One suspects that none of the glamorous guests noticed, but a number of the 2008 marquees employed so called recession-proof design strategies. This design prudence predates the publication of advice we now encounter more often than perhaps we would care to hear it – earnest counsel about how to dress ourselves in recession-chic, what to do if you are an out of work architect and can’t countenance driving a taxi, and how to furnish your home with fabulous opportunity shop finds and careful IKEA selections. Eschewing self-consciously frugal design moves a number of the marquees cleverly recycled, reused and refashioned materials, spaces and ideas. Employed in the service of brand equity, the 2008 marquees offered a diverse range of experiences.

Mim Design’s reworking of the de Campo Architects-designed Lexus Emporium structure overlaid the high-tech, two – storey translucent box with an intriguing mesh screen that resembled giant metallic flowers and deepened the apertures with thick timber reveals. Inside the marquee had an aesthetic inspired by Northern Europe’s humanist modernity. The material palette included a Tom Dixon copper pendant chandelier over the central staircase and, upstairs, designer rugs created by fashion mavens Pam Easton and Lydia Pearson. Intimate settings were created using an eclectic mix of furnishings, including lamps by Jaime Hayon and Moroso Nest chairs. Around the corner at Myer guests enjoyed an exciting afternoon on a luxurious fairground merry-go-round. Created by Amanda Henderson from Gloss Creative and Emma Hofstede from Myer the marquee had a rough-luxury aesthetic. The space was hewn from raw plywood printed with equestrian motifs and decorative Victorian frames. A fanning array of catenary lights, gathered up at a pyramid of flowers, was set against a blazing sky backdrop inspired by late afternoons spent in beachside amusement parks.
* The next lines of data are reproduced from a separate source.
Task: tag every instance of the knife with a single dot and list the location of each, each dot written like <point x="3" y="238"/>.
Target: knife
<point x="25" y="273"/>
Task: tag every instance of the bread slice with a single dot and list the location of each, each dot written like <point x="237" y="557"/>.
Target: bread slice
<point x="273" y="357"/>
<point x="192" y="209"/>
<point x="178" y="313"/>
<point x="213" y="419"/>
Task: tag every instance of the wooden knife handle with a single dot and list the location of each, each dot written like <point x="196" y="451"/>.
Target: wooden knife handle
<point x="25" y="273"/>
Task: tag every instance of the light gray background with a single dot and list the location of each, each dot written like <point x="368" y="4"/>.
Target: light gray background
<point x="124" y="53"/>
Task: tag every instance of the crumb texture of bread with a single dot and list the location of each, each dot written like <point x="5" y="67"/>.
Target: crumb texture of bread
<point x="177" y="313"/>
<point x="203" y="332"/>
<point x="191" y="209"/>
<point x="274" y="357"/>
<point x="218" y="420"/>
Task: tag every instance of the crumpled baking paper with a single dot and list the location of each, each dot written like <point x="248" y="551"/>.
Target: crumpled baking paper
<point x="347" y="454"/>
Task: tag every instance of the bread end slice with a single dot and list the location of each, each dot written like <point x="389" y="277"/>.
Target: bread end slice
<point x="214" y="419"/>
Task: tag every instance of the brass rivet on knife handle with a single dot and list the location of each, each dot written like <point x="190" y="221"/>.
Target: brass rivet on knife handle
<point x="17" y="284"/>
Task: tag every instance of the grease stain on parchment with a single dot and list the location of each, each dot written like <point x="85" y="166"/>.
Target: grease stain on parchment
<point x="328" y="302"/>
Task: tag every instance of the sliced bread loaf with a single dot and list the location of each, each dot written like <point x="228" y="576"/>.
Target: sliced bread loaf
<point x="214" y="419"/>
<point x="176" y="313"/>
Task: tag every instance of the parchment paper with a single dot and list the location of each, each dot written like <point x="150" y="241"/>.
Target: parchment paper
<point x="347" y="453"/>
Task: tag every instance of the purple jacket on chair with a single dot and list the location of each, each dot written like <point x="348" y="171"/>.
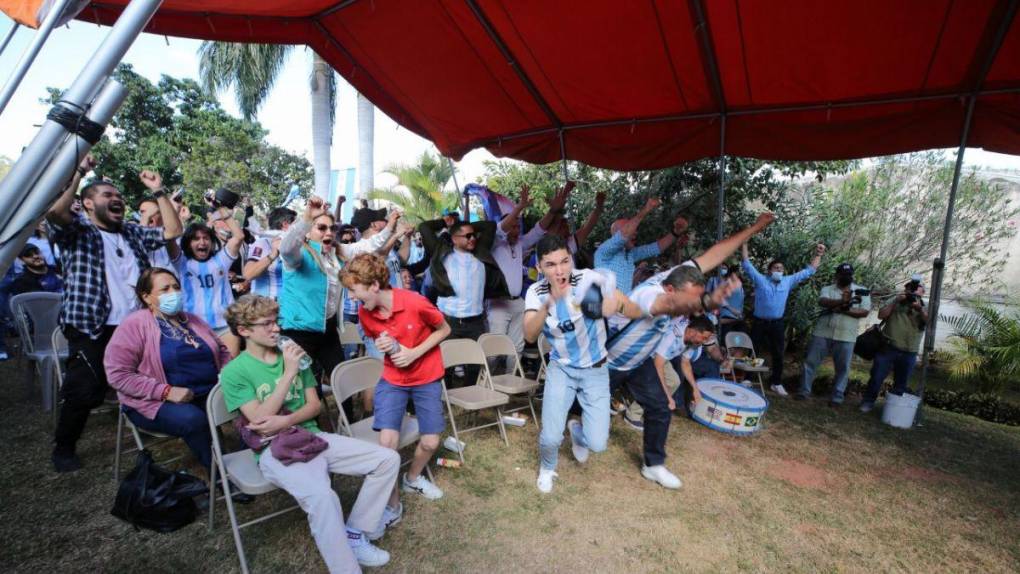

Occupying a privileged front row position in the Birdcage, The Village Green sat beyond the pale of an over-scaled white picket fence. BTTB Events and Hecker Phelan & Guthrie collaborated to create this quirky garden party setting. With synthetic grass underfoot, sculptural totem trees and voluminous green fabric billowing the space refused to take itself seriously. Oversized elements played cheeky tricks with proportion and scale. Bespoke pendant lights, circular ottomans and scatter cushions, all covered in a pink floral dress fabric, animated crisp white chairs and tables. “We’ve also created designs that can be used for a couple of years to cut back on waste,” said Corina Baldwin from BTTB Events – in a nod to the sustainable design, and fiscal restraint.

Nearby, at Schiavello, BVN created an encasing intimacy amidst a blanket of feathers. Drawing on the association of feathers with racing culture the BVN team created a soft, tactile environment using 2000 upside down ostrich feather dusters that were fixed through the marquee structure. BVN observed that in contrast to the interior, “The external aesthetic was derived from the construction for holding the feather dusters in place, which creates a contrasting spiky aesthetic.” Back inside a hot pink, high-back banquette divided the space along its length, creating discrete zones of activity.

The interiors of the trackside marquees have the power to transport their inhabitants. The serious enterprise on the track only intervenes now and then, if at all. The apparent nonchalance of marquee guests is a witty footnote referencing the power of design in the creation of social environments. If the dynamic of the space is right, people will just get on with the business of having a damn good time. This social dynamic is registered in the absurd conversations one might overhear trackside. Marquee parlance has its own very particular lilt – “GFC? No I don’t think any of them are here this year. The Geelong Football Club are ever so unpopular at the moment; Hawthorn trounced them in the 2008 AFL Grand Final. Another glass of French?”